The Fed has made some of the biggest policy changes in years following a thorough review. The central bank has revised its approach to inflation and the labor market in a move that could usher in a prolonged period of low interest rates.

But the new approach doesn’t mean consumers will save money across the board. “The Federal Reserve’s new strategy could divide the landscape of various financial products important to consumers,” said Lynn Reaser, chief economist at the Fermanian Business & Economic Institute at Point Loma Nazarene University.
Here’s how the Fed’s new policy will affect Americans’ finances:

What has the Fed changed?

The Fed is now officially less concerned about high inflation. Going forward, central bankers will aim for an average inflation of 2% over time. This means that following a stretch with low inflation, the Fed could let inflation go above 2% for a while.
In this sense, the Fed will be less concerned about the strength of the labor market. “A tight labor market is no longer correlated with inflation,” said Dan Geller, behavioral economist and founder of consulting firm Analyticom.
In the past, the official view of the Fed was that a strong labor market could drive inflation up – as a result, the central bank would move to raise rates even if higher levels of inflation did not materialize. not yet when the labor market was particularly strong.
The new policy will allow the Fed to keep rates low even if the labor market rebounds and inflation picks up. As a result, some have suggested that it may be many years before the central bank hikes rates again.
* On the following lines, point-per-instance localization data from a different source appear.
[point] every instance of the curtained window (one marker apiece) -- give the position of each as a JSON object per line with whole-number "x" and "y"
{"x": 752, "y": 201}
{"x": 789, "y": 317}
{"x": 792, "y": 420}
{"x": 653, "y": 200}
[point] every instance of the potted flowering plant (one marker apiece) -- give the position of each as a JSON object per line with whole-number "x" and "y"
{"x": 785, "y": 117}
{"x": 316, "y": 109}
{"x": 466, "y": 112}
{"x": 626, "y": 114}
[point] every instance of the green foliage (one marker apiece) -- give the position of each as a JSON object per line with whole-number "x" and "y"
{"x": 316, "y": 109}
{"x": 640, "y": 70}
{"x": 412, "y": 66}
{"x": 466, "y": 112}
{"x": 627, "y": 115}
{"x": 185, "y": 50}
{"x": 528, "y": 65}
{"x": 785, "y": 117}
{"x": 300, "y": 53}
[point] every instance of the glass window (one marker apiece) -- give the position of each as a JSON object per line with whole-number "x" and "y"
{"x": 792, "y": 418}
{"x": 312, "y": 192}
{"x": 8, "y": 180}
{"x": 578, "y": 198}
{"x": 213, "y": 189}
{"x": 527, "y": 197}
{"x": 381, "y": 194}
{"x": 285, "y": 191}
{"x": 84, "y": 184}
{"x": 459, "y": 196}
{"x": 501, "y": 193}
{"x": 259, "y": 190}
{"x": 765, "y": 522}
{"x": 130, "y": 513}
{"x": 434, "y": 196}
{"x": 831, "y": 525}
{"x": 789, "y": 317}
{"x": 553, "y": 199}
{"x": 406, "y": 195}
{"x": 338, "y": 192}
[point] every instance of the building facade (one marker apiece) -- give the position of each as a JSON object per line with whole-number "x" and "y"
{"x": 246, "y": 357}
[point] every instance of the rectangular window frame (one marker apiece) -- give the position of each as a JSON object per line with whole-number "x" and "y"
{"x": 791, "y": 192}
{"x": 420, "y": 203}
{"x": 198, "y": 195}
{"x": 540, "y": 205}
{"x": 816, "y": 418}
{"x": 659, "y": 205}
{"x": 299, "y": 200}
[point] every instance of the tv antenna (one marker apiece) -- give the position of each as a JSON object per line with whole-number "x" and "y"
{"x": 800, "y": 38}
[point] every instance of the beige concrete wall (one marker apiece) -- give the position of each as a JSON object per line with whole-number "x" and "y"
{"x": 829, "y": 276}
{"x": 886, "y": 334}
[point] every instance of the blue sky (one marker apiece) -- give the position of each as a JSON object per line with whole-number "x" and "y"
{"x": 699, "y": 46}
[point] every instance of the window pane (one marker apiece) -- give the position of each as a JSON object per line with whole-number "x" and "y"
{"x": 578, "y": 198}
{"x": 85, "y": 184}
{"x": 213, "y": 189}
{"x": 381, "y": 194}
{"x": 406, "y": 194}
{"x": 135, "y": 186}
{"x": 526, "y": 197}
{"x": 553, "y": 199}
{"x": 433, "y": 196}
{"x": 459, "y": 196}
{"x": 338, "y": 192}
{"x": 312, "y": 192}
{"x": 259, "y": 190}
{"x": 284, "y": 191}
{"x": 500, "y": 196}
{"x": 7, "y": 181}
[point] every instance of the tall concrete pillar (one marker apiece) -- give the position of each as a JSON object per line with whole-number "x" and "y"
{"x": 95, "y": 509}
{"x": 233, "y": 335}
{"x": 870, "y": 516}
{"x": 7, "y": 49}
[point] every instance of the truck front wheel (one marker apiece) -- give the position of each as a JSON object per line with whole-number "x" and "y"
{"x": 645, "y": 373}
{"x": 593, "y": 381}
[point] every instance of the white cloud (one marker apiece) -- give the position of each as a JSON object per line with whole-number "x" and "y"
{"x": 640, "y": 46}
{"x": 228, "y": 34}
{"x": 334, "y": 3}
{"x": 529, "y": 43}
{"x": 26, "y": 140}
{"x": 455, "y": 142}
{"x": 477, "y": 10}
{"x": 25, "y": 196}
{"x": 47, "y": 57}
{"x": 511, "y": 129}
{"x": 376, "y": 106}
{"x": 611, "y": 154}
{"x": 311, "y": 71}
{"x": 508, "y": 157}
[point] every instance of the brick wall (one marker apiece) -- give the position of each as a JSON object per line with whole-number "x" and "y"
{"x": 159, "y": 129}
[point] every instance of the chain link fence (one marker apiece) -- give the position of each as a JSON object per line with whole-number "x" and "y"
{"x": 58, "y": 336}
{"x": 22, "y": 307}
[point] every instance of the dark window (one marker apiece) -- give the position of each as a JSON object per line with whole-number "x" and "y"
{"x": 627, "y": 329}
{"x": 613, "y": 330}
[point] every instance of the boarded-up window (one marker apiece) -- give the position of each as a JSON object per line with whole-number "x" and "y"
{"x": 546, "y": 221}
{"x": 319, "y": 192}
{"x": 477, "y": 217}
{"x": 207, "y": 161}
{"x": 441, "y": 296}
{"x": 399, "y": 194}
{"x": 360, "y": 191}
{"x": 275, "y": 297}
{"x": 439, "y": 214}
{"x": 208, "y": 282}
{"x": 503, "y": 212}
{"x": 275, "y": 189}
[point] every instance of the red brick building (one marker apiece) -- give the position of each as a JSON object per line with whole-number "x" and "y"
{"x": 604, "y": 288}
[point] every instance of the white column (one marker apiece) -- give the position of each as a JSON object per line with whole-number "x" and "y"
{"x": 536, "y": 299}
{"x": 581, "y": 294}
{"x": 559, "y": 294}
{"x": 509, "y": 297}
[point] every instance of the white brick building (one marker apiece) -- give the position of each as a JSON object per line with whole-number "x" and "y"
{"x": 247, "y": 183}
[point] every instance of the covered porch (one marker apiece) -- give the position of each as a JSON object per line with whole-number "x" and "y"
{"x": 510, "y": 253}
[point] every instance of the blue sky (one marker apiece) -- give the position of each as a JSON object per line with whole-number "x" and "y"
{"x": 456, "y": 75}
Americans to Save Interest on Credit Cards Thanks to New Fed Policy

The good news for all Americans with credit cards is that the annual percentage rate on your cards is expected to drop – or stay low – for the foreseeable future.
“Card APRs are still high, but they’re actually the lowest in years, thanks in large part to the Fed,” said Matt Schulz, chief credit analyst at LendingTree TREE,
+ 0,03%.
“Their latest announcement means rates are expected to stay low for some time.”
The same is true for other forms of short-term debt, including home equity lines of credit and some personal loans. In the case of short-term loans like these, most of the movement in interest rates is linked to changes in the federal funds rate, which is the interest rate used by commercial banks to borrow or lend. reserves between them.
The federal funds rate is the benchmark for these forms of debt. Earlier this year, the Fed cut the federal funds rate twice, which resulted in lower interest rates on many forms of consumer debt.
“The Fed isn’t the only factor influencing credit card interest rates, but in recent years it has certainly been the most important,” Schulz said. “The truth is, for most of the past decade, credit card payment rates haven’t changed much except when the Fed raised or lowered rates.”
In the case of credit cards, a lower rate does not necessarily mean an affordable rate. The average APR for credit cards is currently 16.03%, well above the rates seen for other loan products like mortgages or auto loans. That’s down from 17.68% a year ago, industry analyst Ted Rossman said, but it’s only $ 8 in savings per month for someone making payments. minimums on average credit card debt (which is $ 5,700 according to the Fed.)
“That’s why credit card debtors shouldn’t expect the Fed to come to their rescue,” Rossman said. “It’s really important to pay off credit card debt as soon as possible because the rates are so high.”

Your savings account may not generate as much income in the future

Interest earned through high yield savings accounts and certificates of deposit depends on the Fed’s interest rate policy. As such, these savings vehicles will not generate significant interest income as long as the Fed maintains its low rate stance amid low inflation.
If inflation rises, however, banks could increase interest on those accounts, Geller said.

Mortgage rates could actually rise even if the Fed keeps rates low

“Long-term interest rates will be much less affected by this policy change,” Reaser said. And that includes mortgage rates.
Mortgage rates do not react directly to Fed moves because the Fed only controls short-term interest rates. Instead, mortgage rates fluctuate in response to movements in the long-term bond market, especially the yield on the 10-year T-bill TMUBMUSD10Y,
. As a result, mortgage rates are more subject to the whims of bond investors.
“If investors are concerned that the Federal Reserve is too late to respond to any increase in inflationary pressures, long-term rates could be higher,” Reaser said. This logic doesn’t just apply to 30- and 15-year mortgages, but also to long-term personal loans and student loans.
There are steps the Fed can take to keep mortgage rates low, however.
“The Fed being more dovish could mean it is buying more mortgage-backed securities and Treasuries, which could counteract the inflationary effect on longer rates for things like mortgages,” Tendayi said. Kapfidze, chief economist at LendingTree.